Cases of people seeking climate justice on the rise, says report

Kenyan cases are part of the growing number of climate change cases which have since doubled since the first report on the issue, from 884 in 2017 to 2,180 in 2022. [iStockphoto]

Kenya is among countries where cases of people seeking to secure climate action and justice is on the rise.

The country now has two cases listed in the global climate litigation database in the just-released report by the UN. The two cases are part of the 2,180 key litigation cases documented in the new report titled, Global Climate Litigation Report: 2023 Status Review.

One of the cases documented in the Global Litigation Databases features members of Ilchamus and Tugen communities living on the shores of Lake Baringo who together with Kituo cha Sheria (a Kenyan Human Rights Non-Governmental Organization) have filed a climate change petition.

The two communities through lawyer Robert Owino sued the government for the impacts of climate change flooding in Lake Baringo.

They argued that despite Kenya being a signatory to treaties including the UN Framework Convention on Climate Change 1992, the Kyoto Protocol 1997, the Paris Agreement 2015, and the African Charter on Human and People’s Rights 1981 among others, it has failed to mainstream climate change responses. They also blamed the government for failing to build their resilience and adaptive capacity to the impacts of climate change.

Another case featured in the database is trying to find out whether the National Environmental Management Authority (NEMA) violated public participation requirements in issuing a license to construct a coal-fired power plant in Lamu and whether a coal company’s environmental impact assessment adequately considered climate change and other factors.
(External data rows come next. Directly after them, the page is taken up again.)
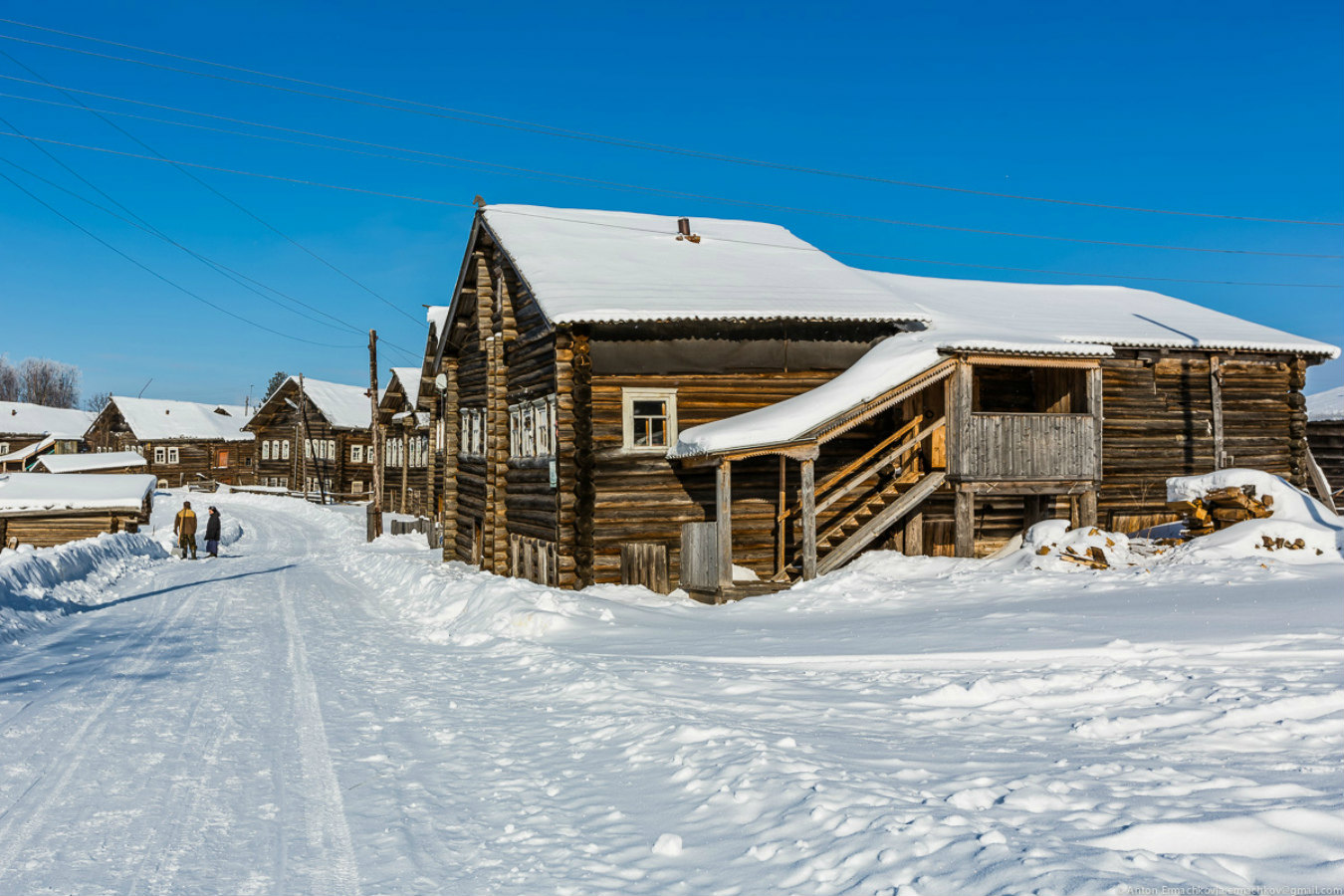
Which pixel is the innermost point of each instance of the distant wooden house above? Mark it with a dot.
(96, 462)
(715, 403)
(183, 442)
(29, 431)
(45, 510)
(406, 443)
(1325, 434)
(316, 437)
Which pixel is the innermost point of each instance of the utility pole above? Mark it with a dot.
(375, 507)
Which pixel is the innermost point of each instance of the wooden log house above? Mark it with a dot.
(315, 437)
(183, 442)
(721, 406)
(45, 510)
(30, 431)
(406, 443)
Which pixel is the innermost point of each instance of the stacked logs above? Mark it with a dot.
(1221, 508)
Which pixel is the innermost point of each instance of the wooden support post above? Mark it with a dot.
(1216, 388)
(809, 519)
(723, 520)
(964, 527)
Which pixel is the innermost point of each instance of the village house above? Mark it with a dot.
(406, 458)
(719, 404)
(315, 437)
(183, 442)
(29, 431)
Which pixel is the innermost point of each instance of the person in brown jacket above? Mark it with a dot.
(184, 527)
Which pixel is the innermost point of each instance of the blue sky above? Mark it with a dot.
(1229, 108)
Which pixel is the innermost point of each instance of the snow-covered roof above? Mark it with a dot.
(622, 266)
(152, 418)
(342, 406)
(1325, 406)
(409, 377)
(20, 418)
(88, 462)
(73, 491)
(1116, 316)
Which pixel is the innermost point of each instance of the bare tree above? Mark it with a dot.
(10, 389)
(50, 383)
(97, 402)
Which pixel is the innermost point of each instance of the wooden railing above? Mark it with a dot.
(1025, 446)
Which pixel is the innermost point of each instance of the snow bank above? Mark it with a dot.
(41, 583)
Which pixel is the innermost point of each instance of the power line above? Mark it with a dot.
(531, 126)
(227, 199)
(833, 251)
(153, 273)
(514, 171)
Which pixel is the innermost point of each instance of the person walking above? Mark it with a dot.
(212, 534)
(184, 527)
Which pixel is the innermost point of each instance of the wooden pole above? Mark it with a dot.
(375, 507)
(809, 518)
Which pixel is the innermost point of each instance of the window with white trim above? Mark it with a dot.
(648, 419)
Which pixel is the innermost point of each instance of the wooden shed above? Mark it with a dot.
(718, 404)
(29, 431)
(45, 510)
(315, 437)
(183, 442)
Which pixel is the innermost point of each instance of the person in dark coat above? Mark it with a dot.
(212, 534)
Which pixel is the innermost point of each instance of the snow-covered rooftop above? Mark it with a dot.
(20, 418)
(622, 266)
(1327, 406)
(73, 491)
(150, 418)
(88, 462)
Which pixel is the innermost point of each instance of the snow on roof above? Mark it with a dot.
(1325, 406)
(73, 491)
(152, 418)
(342, 406)
(87, 462)
(20, 418)
(410, 381)
(622, 266)
(1116, 316)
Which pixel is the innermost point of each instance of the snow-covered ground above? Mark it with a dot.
(310, 714)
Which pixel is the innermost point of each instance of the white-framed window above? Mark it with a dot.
(648, 419)
(473, 433)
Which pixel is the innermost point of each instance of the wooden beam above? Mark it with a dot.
(808, 493)
(723, 520)
(964, 527)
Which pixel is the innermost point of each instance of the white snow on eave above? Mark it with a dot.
(160, 419)
(1325, 406)
(85, 462)
(588, 266)
(73, 491)
(23, 418)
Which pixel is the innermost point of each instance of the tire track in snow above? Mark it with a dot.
(325, 807)
(30, 808)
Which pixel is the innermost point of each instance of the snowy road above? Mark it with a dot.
(314, 716)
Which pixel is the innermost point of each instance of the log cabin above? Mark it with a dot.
(1325, 435)
(29, 431)
(183, 442)
(721, 406)
(406, 443)
(45, 510)
(315, 437)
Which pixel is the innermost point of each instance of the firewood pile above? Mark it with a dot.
(1221, 508)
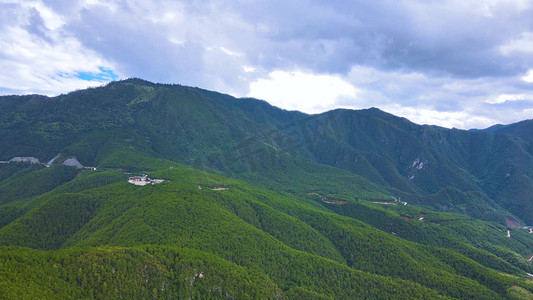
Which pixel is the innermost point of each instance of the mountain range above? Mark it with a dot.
(343, 204)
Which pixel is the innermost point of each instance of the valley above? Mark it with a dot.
(234, 198)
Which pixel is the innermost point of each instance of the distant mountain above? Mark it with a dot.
(257, 202)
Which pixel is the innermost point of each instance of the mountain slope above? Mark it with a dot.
(343, 204)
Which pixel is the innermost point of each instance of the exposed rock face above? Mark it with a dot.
(72, 162)
(30, 159)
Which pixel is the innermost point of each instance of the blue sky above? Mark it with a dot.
(464, 64)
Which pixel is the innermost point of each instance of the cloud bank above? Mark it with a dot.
(452, 63)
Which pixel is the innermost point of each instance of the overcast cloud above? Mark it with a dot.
(465, 64)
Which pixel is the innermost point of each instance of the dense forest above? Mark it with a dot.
(256, 202)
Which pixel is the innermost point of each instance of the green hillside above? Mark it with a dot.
(346, 204)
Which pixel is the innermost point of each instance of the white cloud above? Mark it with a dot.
(506, 98)
(528, 77)
(301, 91)
(49, 64)
(524, 44)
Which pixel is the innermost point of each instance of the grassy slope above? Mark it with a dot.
(252, 227)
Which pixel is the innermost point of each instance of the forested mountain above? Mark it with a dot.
(257, 202)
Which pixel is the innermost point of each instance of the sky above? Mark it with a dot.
(453, 63)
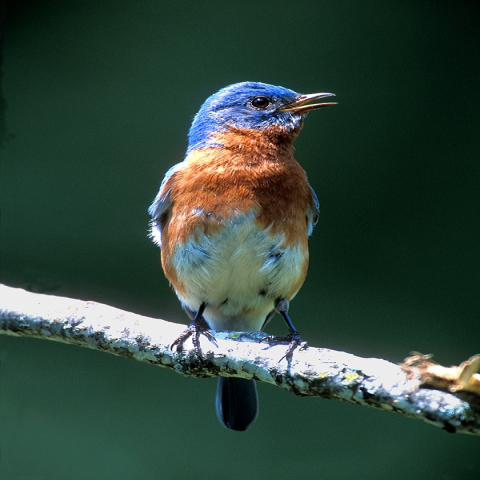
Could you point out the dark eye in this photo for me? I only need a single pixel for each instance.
(261, 102)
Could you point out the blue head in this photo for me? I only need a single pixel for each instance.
(250, 105)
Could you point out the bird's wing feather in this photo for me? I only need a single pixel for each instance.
(313, 211)
(162, 204)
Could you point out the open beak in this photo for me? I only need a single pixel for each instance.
(300, 107)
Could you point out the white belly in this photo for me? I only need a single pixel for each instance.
(238, 272)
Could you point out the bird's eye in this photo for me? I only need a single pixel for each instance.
(261, 102)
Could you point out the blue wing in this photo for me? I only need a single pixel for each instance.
(160, 207)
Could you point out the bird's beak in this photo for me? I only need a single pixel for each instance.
(300, 107)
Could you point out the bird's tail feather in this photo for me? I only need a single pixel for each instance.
(237, 402)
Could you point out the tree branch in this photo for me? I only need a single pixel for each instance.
(313, 371)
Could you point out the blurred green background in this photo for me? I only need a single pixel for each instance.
(99, 98)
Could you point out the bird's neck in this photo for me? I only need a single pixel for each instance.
(255, 146)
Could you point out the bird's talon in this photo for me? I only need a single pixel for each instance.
(198, 327)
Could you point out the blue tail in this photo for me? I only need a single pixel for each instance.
(237, 402)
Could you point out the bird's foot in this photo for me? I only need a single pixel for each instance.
(198, 327)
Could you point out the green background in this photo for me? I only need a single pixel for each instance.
(99, 97)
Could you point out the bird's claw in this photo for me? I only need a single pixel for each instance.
(198, 327)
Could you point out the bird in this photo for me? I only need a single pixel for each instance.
(232, 221)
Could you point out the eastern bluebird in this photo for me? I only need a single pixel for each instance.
(232, 220)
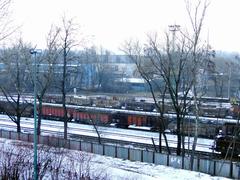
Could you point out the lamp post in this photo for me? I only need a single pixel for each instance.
(35, 52)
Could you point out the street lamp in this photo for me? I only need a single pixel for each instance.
(35, 52)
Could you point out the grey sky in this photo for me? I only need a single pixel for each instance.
(113, 21)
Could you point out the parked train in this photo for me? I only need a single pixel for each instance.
(228, 141)
(123, 118)
(104, 116)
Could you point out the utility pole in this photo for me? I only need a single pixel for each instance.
(174, 28)
(35, 52)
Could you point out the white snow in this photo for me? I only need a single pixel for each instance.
(118, 169)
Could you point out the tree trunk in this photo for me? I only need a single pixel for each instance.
(39, 116)
(178, 135)
(18, 125)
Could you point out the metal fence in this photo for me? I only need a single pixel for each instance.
(209, 166)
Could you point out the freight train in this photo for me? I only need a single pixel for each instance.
(228, 141)
(104, 116)
(123, 118)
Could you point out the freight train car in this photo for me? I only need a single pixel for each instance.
(228, 142)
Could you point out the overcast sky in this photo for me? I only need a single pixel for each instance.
(110, 22)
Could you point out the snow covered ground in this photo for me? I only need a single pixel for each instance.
(118, 169)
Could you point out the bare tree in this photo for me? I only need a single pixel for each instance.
(144, 66)
(68, 40)
(177, 63)
(15, 77)
(45, 70)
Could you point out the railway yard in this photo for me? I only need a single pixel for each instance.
(131, 122)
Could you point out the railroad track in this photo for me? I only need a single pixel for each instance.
(88, 134)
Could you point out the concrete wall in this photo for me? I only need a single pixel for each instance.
(209, 166)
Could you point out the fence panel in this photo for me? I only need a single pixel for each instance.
(110, 151)
(175, 161)
(86, 146)
(97, 149)
(236, 170)
(206, 166)
(222, 168)
(75, 145)
(148, 156)
(53, 141)
(6, 134)
(31, 138)
(43, 140)
(24, 137)
(122, 152)
(64, 143)
(161, 159)
(135, 155)
(14, 135)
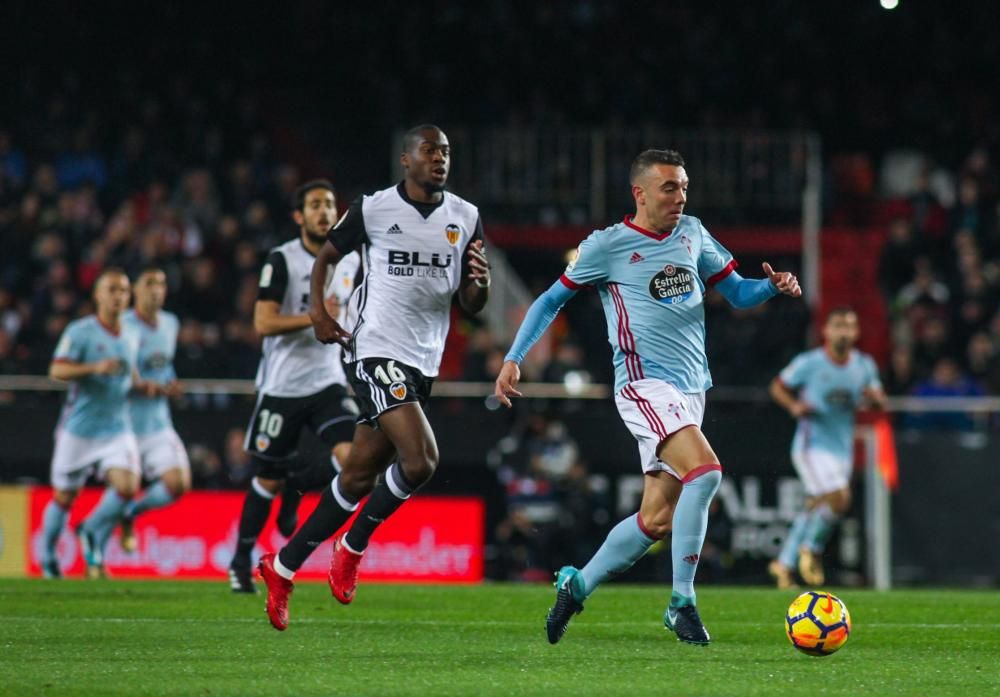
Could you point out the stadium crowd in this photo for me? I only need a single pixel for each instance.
(192, 170)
The two climate litigations are part of the cases focused on climate change law, policy or science collected up to 31 December 2022 by the Sabin Center’s US and Global Climate Change Litigation Databases. The Kenyan cases are part of the growing number of climate change cases which have since doubled since the first report on the issue, from 884 in 2017 to 2,180 in 2022.

The findings of the report were published by the UN Environment Programme (UNEP) and the Sabin Center for Climate Change Law at Columbia University.

“Climate policies are far behind what is needed to keep global temperatures below the 1.5°C threshold, with extreme weather events and searing heat already baking our planet,” said Inger Andersen, Executive Director of UNEP.

Andersen added that people are increasingly turning to courts to combat the climate crisis, holding governments and the private sector accountable and making litigation a key mechanism for securing climate action and promoting climate justice.  

According to the report, climate litigation is becoming an integral part of securing climate action and justice.

The report reviewed legal actions that were brought in 65 bodies worldwide: in international, regional, and national courts, tribunals, quasi-judicial bodies, and other adjudicatory bodies, including special procedures of the UN and arbitration tribunals.  

It demonstrated how courts are finding strong human rights linkages to climate change in a move to protect the most vulnerable groups, as well as increase accountability, transparency, and justice. It also demonstrates how courts are compelling governments and corporations to pursue more ambitious climate change mitigation and adaptation goals.

The report also provides an overview of key climate litigation cases from the past two years, including historic breakthroughs.

It notes that while most cases have been brought in the US, climate litigation is taking root worldwide, with about 17 per cent of cases now being reported in developing countries, including Small Island Developing States.

Michael Gerrard, Sabin Center’s Faculty Director said the report will be an invaluable resource for everyone who wants to achieve the best possible outcome in judicial forums and to understand what is and is not possible there.

The report demonstrates how the voices of vulnerable groups are being heard globally. Of these cases, 34 cases have been brought by and on behalf of children and youth under 25 years old, while in some, plaintiffs are making their case based on the disproportionate impact of climate change on senior women.  

Other cases have challenged government decisions based on a project’s inconsistency with the goals of the Paris Agreement or a country’s net-zero commitments.

As per the report, growing awareness of climate change in recent years has also spurred action against corporations including cases seeking to hold fossil fuel companies and other greenhouse gas emitters responsible for climate harm.

The report now predicts a rise in the number of cases dealing with climate migration, cases brought by Indigenous peoples, local communities, and other groups disproportionately affected by climate change, and cases addressing liability following extreme weather events.

Kenya has been among the African countries pushing for the creation of loss and damage financing.